Transporte inseguro condena município a ter de indenizar por danos morais
O fornecimento de veículo inadequado para o transporte de passageiros da zona rural para a zona urbana pode levar à condenação do poder público municipal e gerar danos morais em caso de acidente. Com esse entendimento, a 2ª Câmara Cível do Tribunal de Justiça de Minas Gerais confirmou a condenação do município de Itamarandiba (MG) ao pagamento de R$ 15 mil por danos morais à família de uma idosa que se acidentou ao utilizar transporte rural para uma feira de agricultores.
A ação foi proposta pela vítima — posteriormente representada pelo espólio por ter falecido durante o processo —, que alegou ter caído de um caminhão utilizado para levar moradores da zona rural para a feira no centro da cidade. A autora sustentou que o veículo era inadequado para o transporte de pessoas.
Conforme os autos, a porta do caminhão — fabricado em 1968— se abriu durante uma manobra, provocando o acidente. A vítima sofreu fraturas, perdeu a autonomia e passou a depender de terceiros para atividades básicas.
O município contestou as acusações e afirmou que um acordo firmado entre a autora e o prestador do serviço deveria afastar a obrigação de indenizar pelo poder público.

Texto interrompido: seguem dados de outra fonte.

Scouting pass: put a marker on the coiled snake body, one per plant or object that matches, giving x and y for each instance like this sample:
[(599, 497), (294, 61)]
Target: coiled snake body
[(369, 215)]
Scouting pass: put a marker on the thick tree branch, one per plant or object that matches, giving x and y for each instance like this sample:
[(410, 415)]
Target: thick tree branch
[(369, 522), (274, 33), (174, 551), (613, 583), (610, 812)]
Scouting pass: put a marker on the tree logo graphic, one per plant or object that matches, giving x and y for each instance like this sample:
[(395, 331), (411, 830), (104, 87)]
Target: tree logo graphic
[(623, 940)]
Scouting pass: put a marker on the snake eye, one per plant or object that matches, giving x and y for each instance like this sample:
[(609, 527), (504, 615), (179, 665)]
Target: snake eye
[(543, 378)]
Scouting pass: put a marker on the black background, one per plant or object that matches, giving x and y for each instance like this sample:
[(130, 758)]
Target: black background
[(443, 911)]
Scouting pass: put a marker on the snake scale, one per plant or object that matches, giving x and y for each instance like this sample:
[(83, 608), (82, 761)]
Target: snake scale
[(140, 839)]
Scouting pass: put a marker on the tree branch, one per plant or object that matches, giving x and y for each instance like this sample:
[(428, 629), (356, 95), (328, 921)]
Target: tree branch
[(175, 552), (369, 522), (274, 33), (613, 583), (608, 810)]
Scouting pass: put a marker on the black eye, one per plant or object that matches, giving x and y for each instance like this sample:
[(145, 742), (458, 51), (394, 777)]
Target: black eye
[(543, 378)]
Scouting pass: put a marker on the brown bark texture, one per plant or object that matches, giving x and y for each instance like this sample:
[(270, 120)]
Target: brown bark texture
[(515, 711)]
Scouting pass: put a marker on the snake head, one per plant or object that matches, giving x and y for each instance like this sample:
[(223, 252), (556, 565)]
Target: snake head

Também alegou que não ficou comprovado que o transporte estava a serviço da prefeitura.
Em primeira instância, o pedido de indenização por danos materiais foi negado, mas a Justiça reconheceu o dano moral e condenou o município ao pagamento de R$ 15 mil. A prefeitura recorreu da decisão.
Insegurança
Ao analisar o recurso, a relatora do caso, desembargadora Mônica Aragão Martiniano Ferreira e Costa, entendeu que o acordo não exclui a responsabilidade do município em indenizar. Destacou ainda que o transporte era contratado pelo poder público e que o veículo não atendia às normas de segurança.
Para a magistrada, as lesões sofridas superam meros transtornos e configuram dano moral, por serem capazes de gerar “angústia e aflição”, e o valor de R$ 15 mil é adequado à gravidade do caso, além de cumprir a função de compensar a vítima e desestimular condutas semelhantes.
Os desembargadores Júlio Cezar Guttierrez e Raimundo Messias Júnior acompanharam o voto da relatora. Com informações da assessoria de imprensa do TJ-MG.